The School is pretty much right into it with Amy waking up in a what looks like a blood filled bath and begins with some great opening scenes. While Aaron McLisky’s cinematography is quite good throughout the entire film you can’t help but feel a sense of low budget TV show about it. There are times where the mostly good performances drop off, line delivery goes out the window and the score does absolutely nothing to help. Michael Lira, who clearly has talent as he has a decent amount of ‘upcoming’ Composer credits to go with his already long list on IMDB  – utilises a score that sounds almost epic. It seems like it belongs in some sort of Medieval film or possible on a video game, but it’s too much here given how slow The School moves, how eerie it is trying to be (but isn’t) and how little is actually happening.

One aspect of the film that is great is the make up artistry and the set design, it is top notch. An amazing little universe is created for the film, but it really is not used anywhere near as much as it should have been. One of the issues here is that Amy runs rings around the old education facility and we see the same sets too often. There was so much opportunity to explore, but so little exploring is undertaken. The screenplay, by director Storm Ashwood (with contributions from Tessa Alana) is also an issue in that again, he has thought of almost a unique environment but really hasn’t used it to its full measure. Imagine if in Lord of the Rings, all they did was walk from one tree to another with nothing happening. There was also opportunities for jumps and scares throughout the entire film – but when a “Wheeper” appears, while looking creepy, it just slowly slides past and doesn’t bother the protagonist in the slightest. I found that the film really didn’t know what it wanted to be, while I got the impression it was to be a horror, after watching, it certainly isn’t. It wasn’t an action or a thriller either, or a drama. My best description of it would be a supernatural-mystery.

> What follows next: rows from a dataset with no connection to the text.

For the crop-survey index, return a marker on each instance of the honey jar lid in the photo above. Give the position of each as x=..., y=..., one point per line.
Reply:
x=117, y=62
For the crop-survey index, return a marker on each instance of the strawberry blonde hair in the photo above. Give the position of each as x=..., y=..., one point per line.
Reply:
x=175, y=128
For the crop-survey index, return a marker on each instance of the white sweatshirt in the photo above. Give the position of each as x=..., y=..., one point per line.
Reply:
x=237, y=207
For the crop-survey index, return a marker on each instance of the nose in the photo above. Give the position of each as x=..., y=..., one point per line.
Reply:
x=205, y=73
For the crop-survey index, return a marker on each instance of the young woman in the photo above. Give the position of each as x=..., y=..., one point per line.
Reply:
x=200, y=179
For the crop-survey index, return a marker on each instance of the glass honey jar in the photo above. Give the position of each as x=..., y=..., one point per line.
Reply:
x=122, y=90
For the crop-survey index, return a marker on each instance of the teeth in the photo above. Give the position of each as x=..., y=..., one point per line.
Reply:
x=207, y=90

Ashwood has certainly created a great atmosphere but due to some shonky writing and an underdone plot has let himself, and us, down. The potential was there but the finished product will look out of place on the big screen and truly needs a good 3 hours to fully explore the environment and some more shocks.

Director: Storm Ashwood
Cast: Megan Drury, Will McDonald, Nicholas Hope
Writers: Storm Ashwood, Tessa Alana

Travis Akbar

Travis grew up on the west coast of South Australia and has been interested in film since seeing Jurassic Park and Predator for the first time in the mid-nineties. Particularly fond of the action and thriller genres, he met his long-time idol, Jean Claude Van Damme, in 2016, talking with 'the muscles from Brussels' about his upcoming films and the hurdles he has faced in the entertainment industry. Some of his favourite films include Jurassic Park, The Salton Sea, Apt Pupil and Any Given Sunday. Travis loves the way a film can make people feel such a diverse range of emotions, from excitement and happiness to fear and sadness. He believes that creativity is what helps the world evolve and that the arts, is the centre of creativity.